Contrariamente a quanto ci si
potrebbe aspettare da una località vitale e giovane, per esempio, non è particolarmente
chiassosa.
Le intramontabili sirene,
della polizia, delle ambulanze, dei vigili del fuoco, che permeano di sé ogni
angolo di New York, qua sembrano far perdere le proprie tracce, mimetizzandosi
quietamente nel panorama di automobili e di furgoni disseminati per strada.
Nel cielo terso delle mattine
invernali, di rado un elicottero o un aereo scompiglia l’elegante reticolo di
nuvole bianche e filiformi, producendo un rumore discreto e presto dimenticato,
inghiottito dal ridere e parlottare ovattato metri e metri più in basso.
A volte si ha l’impressione
che gli unici a far sentire la propria presenza siano corvi e cornacchie,
passeri e piccioni: nascosti tra i rami o impettiti lungo i fili elettrici, si
dondolano avanti e indietro, custodendo nell’ugola un verso, una voce.
Oltre la passeggiata del
Palisades Park, oltre la rombante Pacific Coast Highway, ordinatamente
affollata nelle ore di punta, intanto, le acque scure dell’oceano di volta in
volta mugghiano, sussurrano, lambiscono.
La spiaggia verso la quale
tendono risuona delle tante lingue che qui si parlano. Lingue antiche e
gorgheggianti come un versetto biblico, o giovani e spigliate come un
appassionato di skate, che si rincorrono sull’arenile, incontrandosi e
scontrandosi con i gabbiani chiassosi e i chiurli meditabondi.

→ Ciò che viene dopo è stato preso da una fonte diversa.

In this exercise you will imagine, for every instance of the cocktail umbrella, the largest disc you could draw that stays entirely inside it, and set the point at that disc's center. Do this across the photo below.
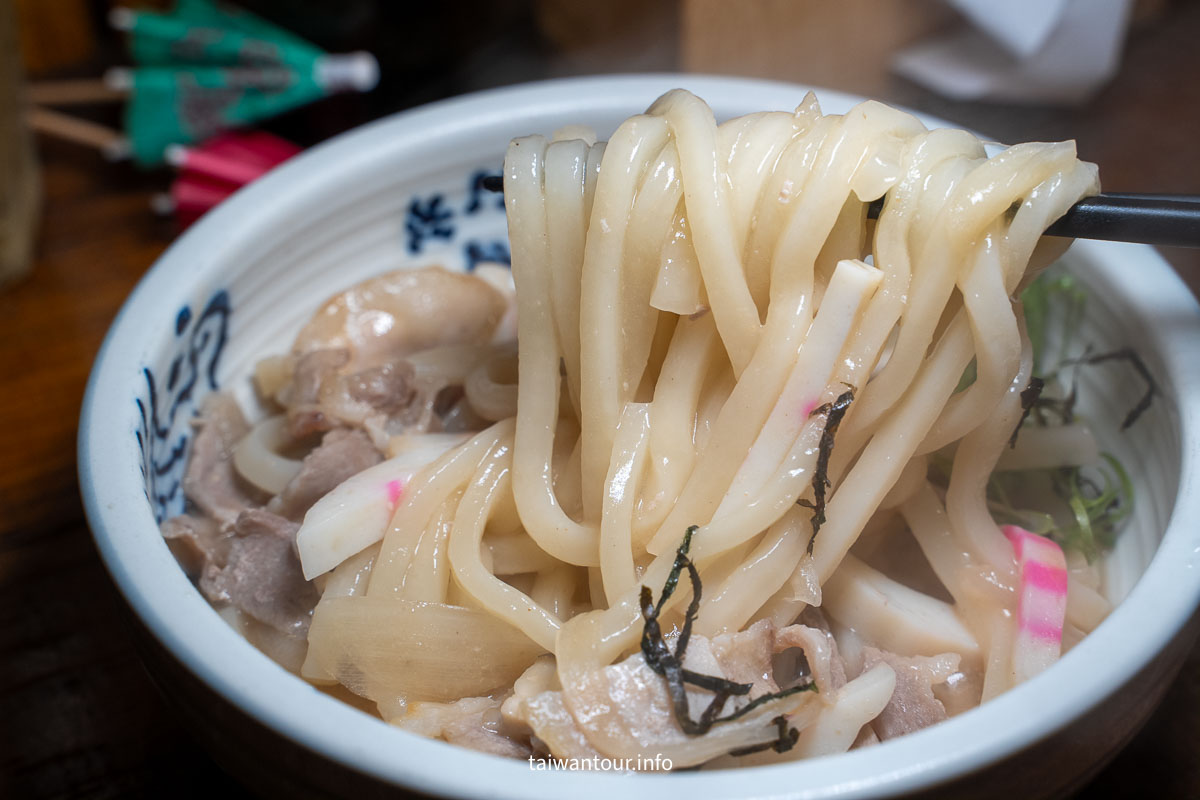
(211, 172)
(235, 157)
(207, 67)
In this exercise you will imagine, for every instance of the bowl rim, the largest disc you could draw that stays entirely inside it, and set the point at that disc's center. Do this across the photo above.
(1156, 609)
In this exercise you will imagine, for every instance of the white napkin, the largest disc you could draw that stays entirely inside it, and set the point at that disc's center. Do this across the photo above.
(1043, 52)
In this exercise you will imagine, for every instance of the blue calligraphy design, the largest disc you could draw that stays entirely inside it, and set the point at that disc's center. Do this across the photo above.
(478, 196)
(477, 252)
(163, 433)
(427, 220)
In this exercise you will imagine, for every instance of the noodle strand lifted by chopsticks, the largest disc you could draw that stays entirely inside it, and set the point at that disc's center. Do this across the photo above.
(690, 298)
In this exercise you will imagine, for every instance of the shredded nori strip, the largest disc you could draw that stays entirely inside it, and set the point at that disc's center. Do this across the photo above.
(785, 741)
(833, 413)
(664, 662)
(1139, 366)
(1030, 396)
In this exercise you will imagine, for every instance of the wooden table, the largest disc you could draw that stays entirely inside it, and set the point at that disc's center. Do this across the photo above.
(79, 717)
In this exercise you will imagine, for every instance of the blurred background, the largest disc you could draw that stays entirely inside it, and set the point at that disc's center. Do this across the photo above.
(81, 220)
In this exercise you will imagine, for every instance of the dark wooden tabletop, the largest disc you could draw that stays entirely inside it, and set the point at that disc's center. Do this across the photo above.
(81, 719)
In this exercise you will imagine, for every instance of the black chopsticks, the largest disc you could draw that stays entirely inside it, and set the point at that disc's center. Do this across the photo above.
(1164, 220)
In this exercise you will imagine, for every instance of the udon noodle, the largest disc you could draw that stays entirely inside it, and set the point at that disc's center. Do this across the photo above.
(726, 499)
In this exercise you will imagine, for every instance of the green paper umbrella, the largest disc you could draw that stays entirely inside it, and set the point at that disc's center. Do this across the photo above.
(205, 67)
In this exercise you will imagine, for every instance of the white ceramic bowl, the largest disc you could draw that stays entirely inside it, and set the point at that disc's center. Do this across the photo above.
(238, 286)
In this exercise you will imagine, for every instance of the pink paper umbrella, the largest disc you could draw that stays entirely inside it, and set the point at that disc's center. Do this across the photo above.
(211, 172)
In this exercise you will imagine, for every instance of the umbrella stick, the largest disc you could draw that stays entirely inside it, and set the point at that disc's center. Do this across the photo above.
(67, 92)
(111, 143)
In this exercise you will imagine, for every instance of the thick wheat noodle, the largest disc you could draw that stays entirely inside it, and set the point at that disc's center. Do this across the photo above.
(690, 299)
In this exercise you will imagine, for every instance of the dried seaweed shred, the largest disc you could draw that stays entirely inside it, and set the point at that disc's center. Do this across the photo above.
(669, 663)
(833, 413)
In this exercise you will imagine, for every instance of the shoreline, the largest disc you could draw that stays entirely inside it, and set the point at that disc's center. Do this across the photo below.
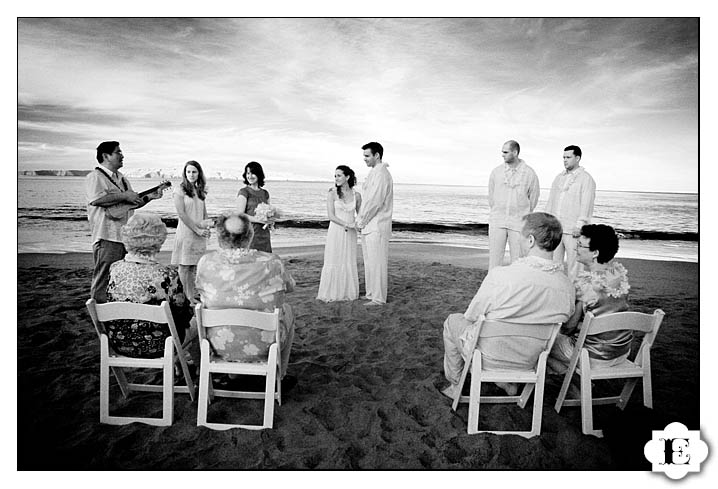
(447, 254)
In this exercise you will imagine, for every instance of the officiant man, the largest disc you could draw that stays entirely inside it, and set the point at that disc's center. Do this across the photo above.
(374, 223)
(105, 187)
(571, 200)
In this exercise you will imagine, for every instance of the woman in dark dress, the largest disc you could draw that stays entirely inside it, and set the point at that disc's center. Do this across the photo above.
(249, 198)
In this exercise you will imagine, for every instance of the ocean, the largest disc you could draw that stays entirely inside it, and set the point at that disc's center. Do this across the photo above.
(52, 216)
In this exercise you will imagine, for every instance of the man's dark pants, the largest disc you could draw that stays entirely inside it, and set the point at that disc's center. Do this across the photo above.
(104, 254)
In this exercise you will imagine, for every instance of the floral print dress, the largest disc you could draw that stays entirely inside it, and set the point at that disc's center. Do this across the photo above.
(246, 279)
(143, 281)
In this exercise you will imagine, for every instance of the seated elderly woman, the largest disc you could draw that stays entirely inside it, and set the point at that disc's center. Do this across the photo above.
(142, 279)
(601, 289)
(238, 277)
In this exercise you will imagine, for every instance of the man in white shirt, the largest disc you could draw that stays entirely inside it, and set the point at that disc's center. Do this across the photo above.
(105, 187)
(513, 193)
(571, 200)
(532, 290)
(374, 223)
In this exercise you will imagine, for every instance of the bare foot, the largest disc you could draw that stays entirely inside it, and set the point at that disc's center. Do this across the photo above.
(511, 389)
(450, 391)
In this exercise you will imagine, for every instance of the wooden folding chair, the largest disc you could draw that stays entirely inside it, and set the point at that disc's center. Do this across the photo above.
(632, 370)
(534, 378)
(109, 359)
(271, 368)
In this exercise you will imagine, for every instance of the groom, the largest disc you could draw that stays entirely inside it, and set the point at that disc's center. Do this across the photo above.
(374, 222)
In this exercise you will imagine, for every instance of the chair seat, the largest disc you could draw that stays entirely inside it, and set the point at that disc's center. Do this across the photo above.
(533, 378)
(223, 366)
(623, 370)
(211, 363)
(519, 376)
(111, 360)
(580, 363)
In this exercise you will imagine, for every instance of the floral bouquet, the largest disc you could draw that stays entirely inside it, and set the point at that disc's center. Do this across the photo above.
(266, 213)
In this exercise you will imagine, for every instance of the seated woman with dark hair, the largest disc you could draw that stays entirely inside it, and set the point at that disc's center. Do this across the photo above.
(236, 276)
(142, 279)
(601, 289)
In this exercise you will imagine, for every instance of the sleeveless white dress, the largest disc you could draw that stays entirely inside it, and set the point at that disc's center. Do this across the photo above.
(340, 280)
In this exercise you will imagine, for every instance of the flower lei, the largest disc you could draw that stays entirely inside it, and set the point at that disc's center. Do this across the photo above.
(234, 255)
(510, 179)
(613, 281)
(571, 178)
(541, 263)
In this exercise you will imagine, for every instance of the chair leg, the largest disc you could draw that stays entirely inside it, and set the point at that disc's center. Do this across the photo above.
(587, 397)
(104, 380)
(538, 397)
(269, 385)
(279, 386)
(647, 390)
(627, 391)
(525, 395)
(168, 376)
(204, 384)
(474, 395)
(121, 381)
(647, 384)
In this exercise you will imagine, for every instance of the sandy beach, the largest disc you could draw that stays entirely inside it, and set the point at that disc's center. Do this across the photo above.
(366, 392)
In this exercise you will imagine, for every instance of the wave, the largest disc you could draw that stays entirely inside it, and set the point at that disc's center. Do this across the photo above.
(78, 215)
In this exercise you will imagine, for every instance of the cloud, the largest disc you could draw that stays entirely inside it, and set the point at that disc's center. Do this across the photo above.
(305, 94)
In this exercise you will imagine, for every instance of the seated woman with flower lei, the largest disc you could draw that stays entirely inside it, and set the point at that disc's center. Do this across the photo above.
(601, 289)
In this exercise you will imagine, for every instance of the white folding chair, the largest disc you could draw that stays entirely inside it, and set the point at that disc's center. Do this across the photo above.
(631, 370)
(209, 364)
(109, 359)
(534, 378)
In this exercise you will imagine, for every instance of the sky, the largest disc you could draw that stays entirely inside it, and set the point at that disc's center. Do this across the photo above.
(302, 95)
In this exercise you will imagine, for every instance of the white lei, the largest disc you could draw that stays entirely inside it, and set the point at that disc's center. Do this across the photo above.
(571, 177)
(541, 263)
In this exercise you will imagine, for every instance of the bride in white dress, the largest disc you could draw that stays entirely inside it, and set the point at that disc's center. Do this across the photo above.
(340, 280)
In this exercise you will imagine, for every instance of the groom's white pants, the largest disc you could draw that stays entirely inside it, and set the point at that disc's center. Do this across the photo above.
(375, 248)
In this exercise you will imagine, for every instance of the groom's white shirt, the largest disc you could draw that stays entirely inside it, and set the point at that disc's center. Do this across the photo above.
(377, 202)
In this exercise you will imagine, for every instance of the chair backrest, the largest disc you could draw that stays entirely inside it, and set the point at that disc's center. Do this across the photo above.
(110, 311)
(634, 321)
(208, 318)
(491, 328)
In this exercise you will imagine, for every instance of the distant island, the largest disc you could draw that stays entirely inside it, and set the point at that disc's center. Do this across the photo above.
(132, 173)
(54, 173)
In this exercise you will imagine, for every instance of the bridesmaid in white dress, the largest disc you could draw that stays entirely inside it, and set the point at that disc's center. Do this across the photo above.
(192, 226)
(340, 280)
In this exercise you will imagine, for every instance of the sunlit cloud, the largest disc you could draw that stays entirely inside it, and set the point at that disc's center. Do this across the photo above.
(303, 95)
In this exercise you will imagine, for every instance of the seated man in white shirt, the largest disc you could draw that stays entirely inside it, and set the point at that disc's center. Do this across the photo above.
(533, 289)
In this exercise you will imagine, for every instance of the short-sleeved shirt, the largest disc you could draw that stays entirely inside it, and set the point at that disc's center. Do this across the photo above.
(571, 199)
(513, 193)
(98, 185)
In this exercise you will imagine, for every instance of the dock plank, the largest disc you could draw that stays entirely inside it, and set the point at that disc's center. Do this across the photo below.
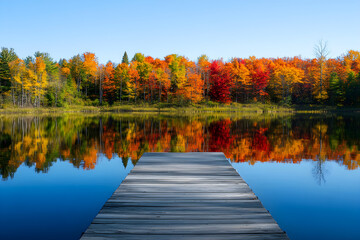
(183, 196)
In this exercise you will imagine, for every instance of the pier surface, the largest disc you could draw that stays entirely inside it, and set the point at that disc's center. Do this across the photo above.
(183, 196)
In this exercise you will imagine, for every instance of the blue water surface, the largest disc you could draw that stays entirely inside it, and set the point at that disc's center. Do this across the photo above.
(305, 203)
(59, 204)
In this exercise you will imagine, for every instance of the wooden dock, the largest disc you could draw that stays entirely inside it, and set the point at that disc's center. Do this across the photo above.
(183, 196)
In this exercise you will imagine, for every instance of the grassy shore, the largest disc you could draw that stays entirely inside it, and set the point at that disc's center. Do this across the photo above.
(258, 108)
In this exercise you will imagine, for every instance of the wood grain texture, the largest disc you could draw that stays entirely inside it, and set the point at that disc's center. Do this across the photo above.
(183, 196)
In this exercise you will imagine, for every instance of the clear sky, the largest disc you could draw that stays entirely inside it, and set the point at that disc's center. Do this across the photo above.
(220, 29)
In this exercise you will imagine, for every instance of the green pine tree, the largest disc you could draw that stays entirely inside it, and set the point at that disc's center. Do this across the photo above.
(125, 58)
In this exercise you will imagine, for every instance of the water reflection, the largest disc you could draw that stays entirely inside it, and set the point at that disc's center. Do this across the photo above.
(41, 140)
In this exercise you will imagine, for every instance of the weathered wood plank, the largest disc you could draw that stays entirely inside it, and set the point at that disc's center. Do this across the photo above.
(186, 237)
(183, 196)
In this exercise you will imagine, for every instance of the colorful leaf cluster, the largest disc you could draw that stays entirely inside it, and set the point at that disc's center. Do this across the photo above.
(41, 81)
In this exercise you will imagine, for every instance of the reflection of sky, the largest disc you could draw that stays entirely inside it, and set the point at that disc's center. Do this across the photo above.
(59, 204)
(302, 207)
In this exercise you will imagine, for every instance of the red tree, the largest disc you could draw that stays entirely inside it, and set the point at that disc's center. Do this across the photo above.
(220, 81)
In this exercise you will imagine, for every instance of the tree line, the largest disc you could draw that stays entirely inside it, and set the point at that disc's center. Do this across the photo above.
(40, 81)
(41, 141)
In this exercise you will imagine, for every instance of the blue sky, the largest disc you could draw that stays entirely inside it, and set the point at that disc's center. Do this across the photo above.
(226, 28)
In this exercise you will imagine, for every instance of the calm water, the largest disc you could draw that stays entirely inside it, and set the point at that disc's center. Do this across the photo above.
(57, 172)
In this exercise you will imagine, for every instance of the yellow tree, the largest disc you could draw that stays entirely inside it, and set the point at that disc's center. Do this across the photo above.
(17, 70)
(90, 66)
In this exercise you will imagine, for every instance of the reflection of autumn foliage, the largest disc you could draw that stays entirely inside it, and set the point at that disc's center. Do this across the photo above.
(220, 138)
(80, 140)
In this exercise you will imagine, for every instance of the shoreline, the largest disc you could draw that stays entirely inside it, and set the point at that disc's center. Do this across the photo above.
(253, 108)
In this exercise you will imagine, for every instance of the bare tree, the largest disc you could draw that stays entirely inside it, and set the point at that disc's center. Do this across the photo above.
(321, 52)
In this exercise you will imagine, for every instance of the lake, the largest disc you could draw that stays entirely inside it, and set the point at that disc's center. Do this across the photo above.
(58, 171)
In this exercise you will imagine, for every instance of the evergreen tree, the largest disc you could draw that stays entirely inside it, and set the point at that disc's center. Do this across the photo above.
(125, 58)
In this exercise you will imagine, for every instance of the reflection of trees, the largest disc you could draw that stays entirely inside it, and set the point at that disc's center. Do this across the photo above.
(319, 171)
(39, 141)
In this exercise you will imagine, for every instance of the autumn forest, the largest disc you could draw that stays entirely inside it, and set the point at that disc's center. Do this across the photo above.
(40, 81)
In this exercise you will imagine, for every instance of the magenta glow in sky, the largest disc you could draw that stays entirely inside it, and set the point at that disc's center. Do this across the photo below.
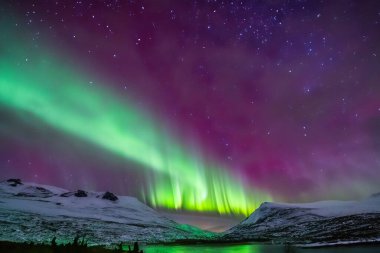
(286, 94)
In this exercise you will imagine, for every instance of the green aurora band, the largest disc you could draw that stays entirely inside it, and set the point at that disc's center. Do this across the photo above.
(58, 94)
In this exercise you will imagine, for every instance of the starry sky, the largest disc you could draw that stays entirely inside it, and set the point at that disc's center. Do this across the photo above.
(209, 106)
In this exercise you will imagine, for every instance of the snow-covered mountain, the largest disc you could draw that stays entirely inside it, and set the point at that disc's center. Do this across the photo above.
(319, 222)
(34, 212)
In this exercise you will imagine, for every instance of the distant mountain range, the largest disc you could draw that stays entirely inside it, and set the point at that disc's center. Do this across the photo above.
(319, 223)
(34, 212)
(37, 213)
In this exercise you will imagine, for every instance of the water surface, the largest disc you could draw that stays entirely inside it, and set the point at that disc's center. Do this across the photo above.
(255, 248)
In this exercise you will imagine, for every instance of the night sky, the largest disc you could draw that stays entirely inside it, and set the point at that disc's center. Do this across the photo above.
(198, 105)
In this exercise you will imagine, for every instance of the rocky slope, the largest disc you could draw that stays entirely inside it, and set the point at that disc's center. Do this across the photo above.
(326, 222)
(33, 212)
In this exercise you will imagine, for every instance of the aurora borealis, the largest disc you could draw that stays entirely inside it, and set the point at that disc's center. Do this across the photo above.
(210, 106)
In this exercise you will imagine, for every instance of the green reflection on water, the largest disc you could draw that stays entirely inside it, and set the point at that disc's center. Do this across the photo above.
(239, 248)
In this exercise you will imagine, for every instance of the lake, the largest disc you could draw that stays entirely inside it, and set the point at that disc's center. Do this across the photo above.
(255, 248)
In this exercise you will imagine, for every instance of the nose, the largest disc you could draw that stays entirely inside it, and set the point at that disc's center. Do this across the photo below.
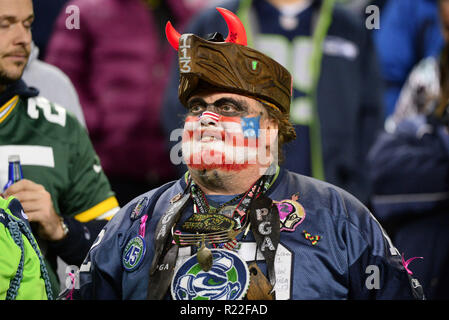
(22, 35)
(209, 118)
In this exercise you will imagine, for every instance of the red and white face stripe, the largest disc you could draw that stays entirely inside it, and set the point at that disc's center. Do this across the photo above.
(212, 141)
(209, 117)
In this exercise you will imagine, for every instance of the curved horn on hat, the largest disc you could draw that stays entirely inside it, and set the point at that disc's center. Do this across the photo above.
(237, 33)
(172, 35)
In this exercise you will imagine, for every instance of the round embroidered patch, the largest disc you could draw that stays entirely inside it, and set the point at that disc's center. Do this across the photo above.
(227, 280)
(133, 253)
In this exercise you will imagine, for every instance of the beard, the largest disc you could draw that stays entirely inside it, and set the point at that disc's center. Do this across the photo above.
(7, 78)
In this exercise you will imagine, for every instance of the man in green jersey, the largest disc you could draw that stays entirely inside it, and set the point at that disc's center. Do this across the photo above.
(65, 193)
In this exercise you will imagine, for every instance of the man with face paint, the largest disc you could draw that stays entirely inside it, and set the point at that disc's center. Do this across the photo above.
(237, 225)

Certi giorni, Santa Monica
echeggia soprattutto delle parole che si levano dai tanti e tanti café disseminati ovunque, nel perimetro
cittadino.
Lì, da un tavolo all’altro,
da una sedia all’altra, studenti e professionisti, madri e figli, agitano
furiosamente le dita sui computer, tracciano segni veloci sulla carta,
ammiccano e ordinano, ringraziano e ricevono, in un turbinio infinito di vocali
piene e di consonanti rotonde.
In certi momenti, invece, pur
drizzando le orecchie con attenzione, l’unico suono percepibile sembra essere
quello del vento, della brezza che si muove, leggera, sibilando tra il verde
degli alberi e rimbombando sul marrone delle cortecce, all’inseguimento di un
ritmo misterioso, di una melodia segreta sconosciuta ai più.
Mentre la sera, quando il
buio inizia a colorare di sé i palazzi e gli atri, le finestre e gli usci, gli
uomini e gli animali, altrimenti vitali alla piena luce del sole, trovano
finalmente la pace e se ne lasciano, placidamente, avvolgere.